食べても食べても飢餓感が収まらず,やがて食べたものを詰まらせて人々が死ぬというエピソードは,映画ではジョンの友人であるへネシー神父が飲んでも飲んでも乾きが満たされず,やがて飲み物で溺死するという描写に受け継がれている.
また,このおまけ本にはパパ・ミッドナイトも出てくるのだが,映画とは微妙に差異がある.
映画ではダンディな服装のステキな黒人だが,コミックではダンディなのは上半身だけで,白いパリっとしたジャケットの下はエスニックな腰蓑.
変態だ.

ちなみに,高慢な天使(五條瑛の鉱石シリーズに登場するあの嫌味な上司を思い出させる),煙草の吸いすぎで余命わずか,電気椅子,なんだかホモっぽい描写(サタンとジョンの遣り取り)等も単行本のエピソードから取ったものだと思われる.

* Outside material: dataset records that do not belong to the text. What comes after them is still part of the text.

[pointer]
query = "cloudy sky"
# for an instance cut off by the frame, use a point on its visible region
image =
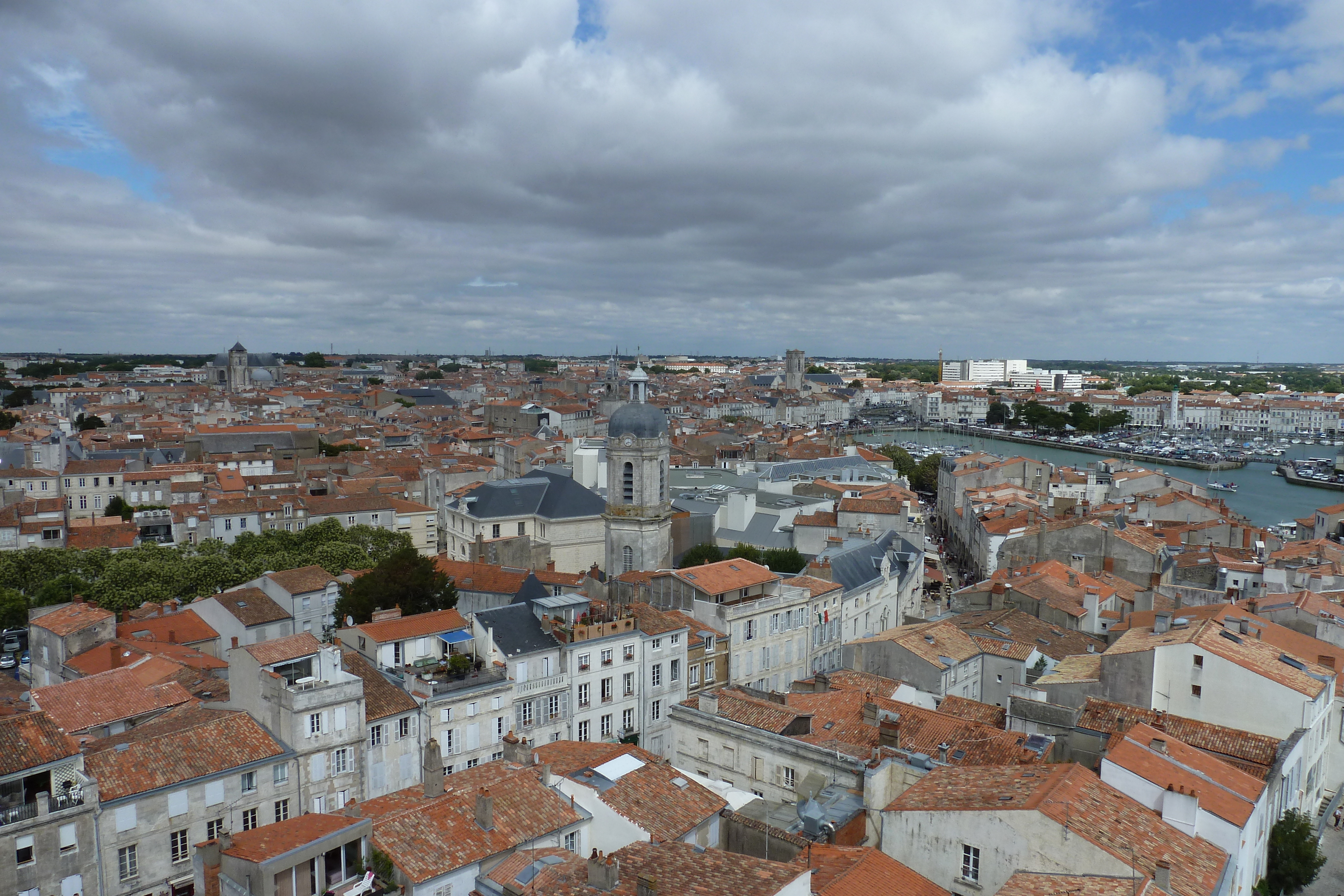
(995, 178)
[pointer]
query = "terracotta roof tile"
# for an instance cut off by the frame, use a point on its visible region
(269, 842)
(32, 739)
(726, 575)
(846, 871)
(304, 580)
(252, 606)
(282, 649)
(182, 745)
(72, 618)
(382, 699)
(431, 838)
(1248, 752)
(421, 625)
(1072, 796)
(106, 698)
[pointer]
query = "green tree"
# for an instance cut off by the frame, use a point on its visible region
(702, 554)
(14, 609)
(925, 479)
(745, 551)
(901, 460)
(405, 580)
(61, 590)
(784, 561)
(1295, 855)
(18, 398)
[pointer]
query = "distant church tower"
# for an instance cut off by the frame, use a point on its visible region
(639, 514)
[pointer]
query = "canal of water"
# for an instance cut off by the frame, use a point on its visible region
(1261, 496)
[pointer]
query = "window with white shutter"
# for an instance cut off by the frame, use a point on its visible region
(214, 793)
(178, 804)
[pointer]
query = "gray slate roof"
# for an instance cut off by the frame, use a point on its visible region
(541, 492)
(517, 629)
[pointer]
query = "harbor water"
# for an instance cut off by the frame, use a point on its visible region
(1261, 496)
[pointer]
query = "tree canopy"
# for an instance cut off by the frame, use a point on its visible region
(403, 580)
(1295, 855)
(158, 573)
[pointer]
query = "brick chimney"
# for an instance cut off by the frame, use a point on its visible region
(433, 769)
(604, 872)
(485, 808)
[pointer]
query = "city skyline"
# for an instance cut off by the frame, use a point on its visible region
(1140, 180)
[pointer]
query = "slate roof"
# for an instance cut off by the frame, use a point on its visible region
(420, 625)
(845, 871)
(251, 606)
(106, 698)
(517, 629)
(269, 842)
(32, 739)
(283, 649)
(382, 699)
(427, 839)
(72, 618)
(177, 748)
(541, 492)
(858, 565)
(1072, 796)
(304, 580)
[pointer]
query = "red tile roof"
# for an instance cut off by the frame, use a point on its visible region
(431, 838)
(182, 745)
(283, 649)
(421, 625)
(847, 871)
(267, 843)
(32, 739)
(106, 698)
(1072, 796)
(72, 618)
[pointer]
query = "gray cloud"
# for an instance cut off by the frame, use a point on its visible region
(858, 178)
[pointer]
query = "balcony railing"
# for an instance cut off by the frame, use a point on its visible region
(26, 812)
(541, 684)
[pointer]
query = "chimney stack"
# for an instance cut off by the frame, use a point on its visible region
(1163, 877)
(485, 808)
(604, 872)
(433, 770)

DVDを観ると,パート2が作られそうな雰囲気が改めて感じられる.



2005年09月08日(木) 『容疑者室井慎次』を観た件

先週末に観てきた.

予想通りというか期待通りというか.
カッコイイだけではない室井さんは魅力的です.
(スリーアミーゴスと向かい合った時の,あの情けない顔が良い)
彼が眼鏡っ子だったなら女性ファン1.2割増しだったでしょう.
室井さんは結婚しないという固い意志があることが語られますが,それもまたツボな人もいるはず.
その辺の描写はちょっとメロドラマ過ぎて,私はあまり好きじゃないんですが.

冷静に振り返るとカッコイイ場面と面白い場面の切り張りに過ぎないという印象は否めないながら,座ってスクリーンを観ている間は四の五の言う暇も無く楽しめる.
所々光る言葉も.
特に柄本明の台詞.
勇気,私も欲しい.

実は私は踊る2と交渉人は観ていないのですが,それらを観た人にはもっと楽しめるのかも.